Parameters
Sampling parameters shape the token generation process of the model. You may send any parameters from the following list to the Siraya AI API.
Siraya AI will default to standard values if certain parameters are absent (e.g., temperature defaults to 1.0). Provider-specific parameters, such as safe_prompt for Mistral or raw_mode for Hyperbolic, are passed directly to the respective providers if specified.
Please refer to the Available Models section to confirm which parameters are supported by each model.
Core Parameters
Temperature
- Key:
temperature - Type: Float (0.0 to 2.0)
- Default: 1.0
Influences the variety in the model's responses.

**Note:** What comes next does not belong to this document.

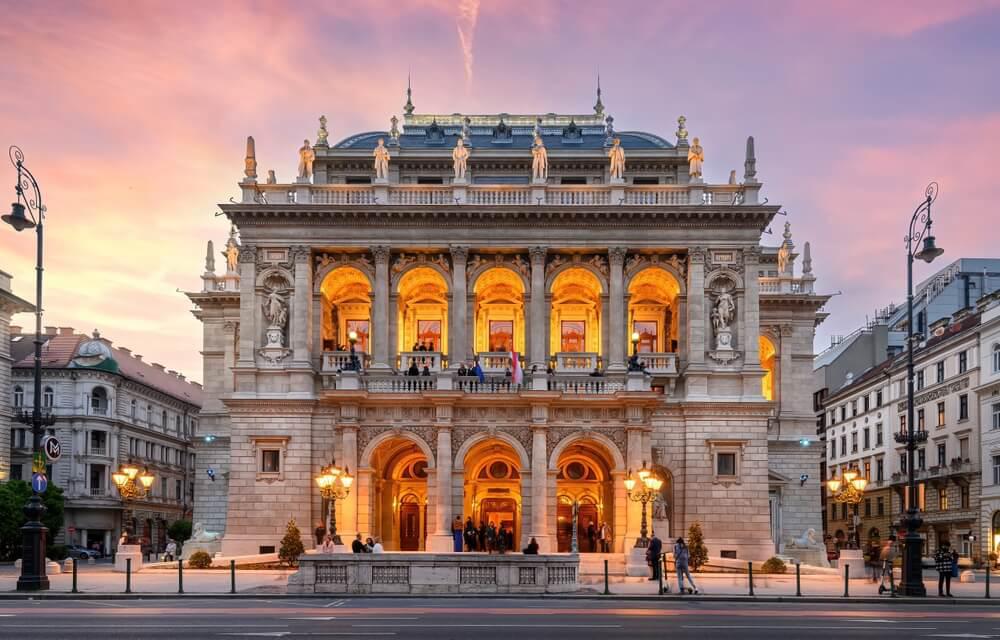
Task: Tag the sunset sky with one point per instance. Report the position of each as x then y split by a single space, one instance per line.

Lower values lead to more predictable responses, while higher values encourage diversity. At 0, the model becomes deterministic (same response for same input).
Top P
- Key:
top_p - Type: Float (0.0 to 1.0)
- Default: 1.0
Limits the model's choices to a percentage of likely tokens (Nucleus sampling). Only the top tokens whose cumulative probability adds up to P are considered.
Top K
- Key:
top_k - Type: Integer (0 or above)
- Default: 0 (disabled)
Limits the model's choice to the top K most likely tokens at each step.
Max Tokens
- Key:
max_tokens - Type: Integer (1 or above)
Sets the upper limit for the number of tokens the model can generate.
Penalties and Bias
Frequency Penalty
- Key:
frequency_penalty - Type: Float (-2.0 to 2.0)
- Default: 0.0
Penalizes tokens based on their frequency in the text so far. Encourages the model to use less frequent tokens.
Presence Penalty
- Key:
presence_penalty - Type: Float (-2.0 to 2.0)
- Default: 0.0
Penalizes tokens based on whether they have already appeared in the text. Encourages the model to talk about new topics.
Repetition Penalty
- Key:
repetition_penalty - Type: Float (0.0 to 2.0)
- Default: 1.0
Reduces the repetition of tokens from the prompt or previous output.
Logit Bias
- Key:
logit_bias - Type: Map (Token ID to Bias Value -100 to 100)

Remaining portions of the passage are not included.